Olivier Père

Au fond des bois de Benoit Jacquot

Cette nuit à minuit dix ARTE diffuse Au fond des bois (2010) de Benoit Jacquot : l’occasion de revoir ou de découvrir un excellent film que j’avais présenté en ouverture du 63ème Festival del film Locarno et qui avait frappé le public de la Piazza Grande, guère préparé à une histoire et des images aussi troublantes. Parions que l’impression sera aussi forte sur le petit écran de nos nuits blanches. Au fond des bois est un récit de désir et d’envoûtement. Très surprenant et même sidérant par moments, il s’inscrit néanmoins dans une œuvre qui s’est souvent prise au jeu de suivre au plus près les mouvements du cœur, du corps et de l’esprit d’une jeune femme, tenter de capter les subtiles variations du passage de l’adolescence à l’âge adulte.
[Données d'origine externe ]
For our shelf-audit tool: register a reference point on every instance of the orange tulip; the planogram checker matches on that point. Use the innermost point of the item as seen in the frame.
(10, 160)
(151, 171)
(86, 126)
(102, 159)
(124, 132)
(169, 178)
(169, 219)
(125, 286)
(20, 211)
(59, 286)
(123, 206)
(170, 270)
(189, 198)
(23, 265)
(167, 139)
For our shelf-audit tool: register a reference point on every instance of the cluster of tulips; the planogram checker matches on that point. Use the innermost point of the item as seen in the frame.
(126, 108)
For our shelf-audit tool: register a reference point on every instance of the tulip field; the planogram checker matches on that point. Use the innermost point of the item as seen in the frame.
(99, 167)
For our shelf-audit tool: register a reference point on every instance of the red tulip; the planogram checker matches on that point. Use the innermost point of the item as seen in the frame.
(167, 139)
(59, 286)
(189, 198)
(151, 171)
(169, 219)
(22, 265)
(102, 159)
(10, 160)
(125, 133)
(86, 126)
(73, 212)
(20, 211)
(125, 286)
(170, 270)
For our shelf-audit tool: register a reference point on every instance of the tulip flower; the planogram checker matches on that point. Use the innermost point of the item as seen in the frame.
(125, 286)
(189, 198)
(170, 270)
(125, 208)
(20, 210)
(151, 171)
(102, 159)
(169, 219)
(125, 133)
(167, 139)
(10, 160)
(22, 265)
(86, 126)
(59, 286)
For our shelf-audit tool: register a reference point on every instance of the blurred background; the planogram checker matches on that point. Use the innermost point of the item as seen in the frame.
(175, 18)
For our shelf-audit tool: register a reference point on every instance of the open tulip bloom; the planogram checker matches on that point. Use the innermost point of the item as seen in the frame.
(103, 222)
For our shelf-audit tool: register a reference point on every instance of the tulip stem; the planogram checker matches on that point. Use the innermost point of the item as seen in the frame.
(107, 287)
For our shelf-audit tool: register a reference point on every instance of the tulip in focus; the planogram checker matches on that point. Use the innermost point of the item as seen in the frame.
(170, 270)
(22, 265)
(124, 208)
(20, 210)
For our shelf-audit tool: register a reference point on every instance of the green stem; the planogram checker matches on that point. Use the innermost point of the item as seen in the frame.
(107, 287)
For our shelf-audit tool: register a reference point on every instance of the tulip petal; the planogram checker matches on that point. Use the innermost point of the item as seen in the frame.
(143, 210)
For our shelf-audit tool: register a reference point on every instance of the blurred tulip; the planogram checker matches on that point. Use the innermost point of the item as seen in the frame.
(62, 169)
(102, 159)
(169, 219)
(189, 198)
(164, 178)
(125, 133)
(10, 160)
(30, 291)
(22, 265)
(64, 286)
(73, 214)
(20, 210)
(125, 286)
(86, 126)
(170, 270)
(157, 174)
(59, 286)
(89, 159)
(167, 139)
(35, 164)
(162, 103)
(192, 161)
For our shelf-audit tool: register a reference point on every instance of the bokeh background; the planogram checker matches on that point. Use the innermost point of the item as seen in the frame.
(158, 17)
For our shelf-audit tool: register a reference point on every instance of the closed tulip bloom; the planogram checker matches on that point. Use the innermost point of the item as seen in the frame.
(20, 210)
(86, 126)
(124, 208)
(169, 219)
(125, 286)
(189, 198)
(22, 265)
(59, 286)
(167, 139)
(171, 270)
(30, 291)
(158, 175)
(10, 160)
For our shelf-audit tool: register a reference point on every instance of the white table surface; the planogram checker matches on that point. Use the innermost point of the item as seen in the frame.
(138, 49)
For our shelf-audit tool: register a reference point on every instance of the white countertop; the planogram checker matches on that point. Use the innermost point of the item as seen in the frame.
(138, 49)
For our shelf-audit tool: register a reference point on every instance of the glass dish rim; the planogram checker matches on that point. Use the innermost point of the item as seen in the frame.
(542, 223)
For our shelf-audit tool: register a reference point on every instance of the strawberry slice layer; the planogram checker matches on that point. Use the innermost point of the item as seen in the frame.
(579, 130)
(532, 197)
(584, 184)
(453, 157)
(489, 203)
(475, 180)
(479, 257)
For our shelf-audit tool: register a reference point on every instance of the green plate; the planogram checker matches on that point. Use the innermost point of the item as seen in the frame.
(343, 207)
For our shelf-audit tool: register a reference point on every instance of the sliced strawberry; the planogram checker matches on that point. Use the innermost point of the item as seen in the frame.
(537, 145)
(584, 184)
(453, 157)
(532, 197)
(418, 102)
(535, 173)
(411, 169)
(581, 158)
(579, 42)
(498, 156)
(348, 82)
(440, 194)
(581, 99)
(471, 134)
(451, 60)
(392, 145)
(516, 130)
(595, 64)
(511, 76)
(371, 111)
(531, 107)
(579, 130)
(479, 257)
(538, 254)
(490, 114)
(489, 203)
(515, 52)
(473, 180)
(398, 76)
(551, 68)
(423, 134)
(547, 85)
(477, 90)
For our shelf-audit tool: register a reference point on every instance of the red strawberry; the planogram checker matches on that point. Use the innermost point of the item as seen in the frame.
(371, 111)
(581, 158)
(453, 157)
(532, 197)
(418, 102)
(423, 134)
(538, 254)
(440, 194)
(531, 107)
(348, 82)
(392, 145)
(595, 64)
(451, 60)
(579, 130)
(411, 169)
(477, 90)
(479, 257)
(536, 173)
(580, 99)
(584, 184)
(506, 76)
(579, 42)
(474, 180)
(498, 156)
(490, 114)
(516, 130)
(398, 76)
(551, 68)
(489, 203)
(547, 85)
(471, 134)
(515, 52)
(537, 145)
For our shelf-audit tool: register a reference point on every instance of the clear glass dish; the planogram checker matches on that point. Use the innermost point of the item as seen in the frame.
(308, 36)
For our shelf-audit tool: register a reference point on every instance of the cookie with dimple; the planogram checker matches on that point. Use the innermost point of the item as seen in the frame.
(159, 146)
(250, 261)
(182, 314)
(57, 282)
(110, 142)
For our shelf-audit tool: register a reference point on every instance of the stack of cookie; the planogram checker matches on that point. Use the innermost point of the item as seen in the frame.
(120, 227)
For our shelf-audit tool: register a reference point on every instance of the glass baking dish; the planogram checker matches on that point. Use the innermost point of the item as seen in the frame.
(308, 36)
Même si cette transformation s’effectue cette fois-ci sous le règne de la violence et de la folie. En 1865, un garçon sauvage, avec des talents de magnétiseurs, hypnose Joséphine (Isild Le Besco, fascinante, dans son sixième et dernier film avec Benoit Jacquot) la fille du médecin de campagne qui l’a hébergé, et abuse d’elle. Il enlève Joséphine au fond des bois et connaît avec elle une intense relation charnelle. La police met la main sur le couple en cavale. Le consentement physique et moral de la « victime » (ou non) devient la question centrale du procès qui va suivre.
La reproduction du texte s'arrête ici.